As is clear from the above, the embodiments of the present invention have the advantages of a centralized system, a distributed system, and a hierarchical system, and also enable high-speed DDC control that requires high-level arithmetic processing. The system can be realized.

Conventionally, such a system required a large number of cables to be installed radially (one core per minimum 1 bit), but according to the present invention, both the amount of cables and construction costs can be significantly reduced compared to the conventional system. can.
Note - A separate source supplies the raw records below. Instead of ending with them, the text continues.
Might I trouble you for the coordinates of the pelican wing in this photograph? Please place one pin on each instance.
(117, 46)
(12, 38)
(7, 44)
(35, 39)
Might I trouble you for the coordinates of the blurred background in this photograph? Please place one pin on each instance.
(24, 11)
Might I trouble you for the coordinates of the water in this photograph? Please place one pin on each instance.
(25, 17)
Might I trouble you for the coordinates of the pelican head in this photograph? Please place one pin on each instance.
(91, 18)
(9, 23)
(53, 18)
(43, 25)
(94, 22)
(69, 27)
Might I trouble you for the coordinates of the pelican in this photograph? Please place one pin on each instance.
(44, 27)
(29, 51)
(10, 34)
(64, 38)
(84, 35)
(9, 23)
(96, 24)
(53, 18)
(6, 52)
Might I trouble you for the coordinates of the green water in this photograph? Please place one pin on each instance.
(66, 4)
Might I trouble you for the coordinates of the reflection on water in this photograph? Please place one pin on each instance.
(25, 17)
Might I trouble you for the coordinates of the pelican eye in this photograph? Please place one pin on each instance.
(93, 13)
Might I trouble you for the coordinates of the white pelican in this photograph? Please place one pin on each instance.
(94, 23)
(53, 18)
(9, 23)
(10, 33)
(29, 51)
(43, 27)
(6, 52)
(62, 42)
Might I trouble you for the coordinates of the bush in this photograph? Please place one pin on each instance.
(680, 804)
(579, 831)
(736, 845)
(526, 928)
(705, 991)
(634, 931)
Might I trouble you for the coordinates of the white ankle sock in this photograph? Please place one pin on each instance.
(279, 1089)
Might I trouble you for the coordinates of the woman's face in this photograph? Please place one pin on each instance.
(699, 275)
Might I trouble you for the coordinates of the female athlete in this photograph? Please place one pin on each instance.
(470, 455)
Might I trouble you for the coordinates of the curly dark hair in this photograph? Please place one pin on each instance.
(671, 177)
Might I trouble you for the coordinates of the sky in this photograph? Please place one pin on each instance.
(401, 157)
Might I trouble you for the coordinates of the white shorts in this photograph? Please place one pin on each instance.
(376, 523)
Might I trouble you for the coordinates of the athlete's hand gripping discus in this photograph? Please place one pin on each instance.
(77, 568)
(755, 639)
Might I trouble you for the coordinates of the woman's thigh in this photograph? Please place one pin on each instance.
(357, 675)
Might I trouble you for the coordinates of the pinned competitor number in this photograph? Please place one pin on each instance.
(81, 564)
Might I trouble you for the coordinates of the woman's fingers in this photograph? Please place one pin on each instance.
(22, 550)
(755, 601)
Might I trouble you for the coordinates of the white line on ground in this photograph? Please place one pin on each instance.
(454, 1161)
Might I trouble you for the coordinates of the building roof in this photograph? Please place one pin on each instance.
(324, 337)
According to the present invention, system dead time can be minimized by providing a transmission device that can share a process input/output device between a lower-level processing device and a higher-level processing device.

[Brief explanation of drawings]

Figure 1 is a system diagram of a conventional loop-shaped distributed computer system, Figure 2 is a system diagram of a conventional cascade-shaped distributed computer system, Figure 3 is a system diagram of a conventional third distributed computer system, and Figure 2 is a system diagram of a conventional cascade-shaped distributed computer system. Figure 4 is a block diagram showing an embodiment of the present invention;
FIG. 5 is a detailed block diagram of a transmission device according to the present invention, FIG. 6 is a circuit diagram showing an example of a transmission format with a terminal, and FIG. 7 is a diagram for explaining a write operation according to an embodiment of the present invention. Terminal Side Block Diagram FIG. 8 is a peripheral block diagram of a multiplexer for explaining data transfer in an embodiment of the present invention. 21... Global memory, 22... Upper computer, 23... Upper combiner, 24... Combiner, 25
₁ ~25n, 33...Plant controller, 2
6 ₁ to 26n... terminal input/output device, 30... bus line, 31, 32, 241... multiplexer, 34... logic controller, 35, 37
...Register, 36, 38...Parallel/serial converter.

Claims (1)

[Claims] 1. In a distributed computer system comprising a host computer that performs integrated control, and multiple lower-order computers that are connected to the host computer and perform lower-level control at high speed based on data from terminals. , a first register group connected to the terminal device and capable of writing and reading information therefrom; and a first register group connected to the host computer via an upper combiner and a common storage device and capable of writing and reading information therefrom; a second register group that is capable of
a multiplexer that is connected to a group of registers and switches the contents of the registers; a logic controller that outputs an instruction for switching the contents of the registers to the pair of multiplexers sequentially or selectively according to a built-in control program; A distributed computer system comprising: a pair of multiplexers and a bus connecting the lower-level computer.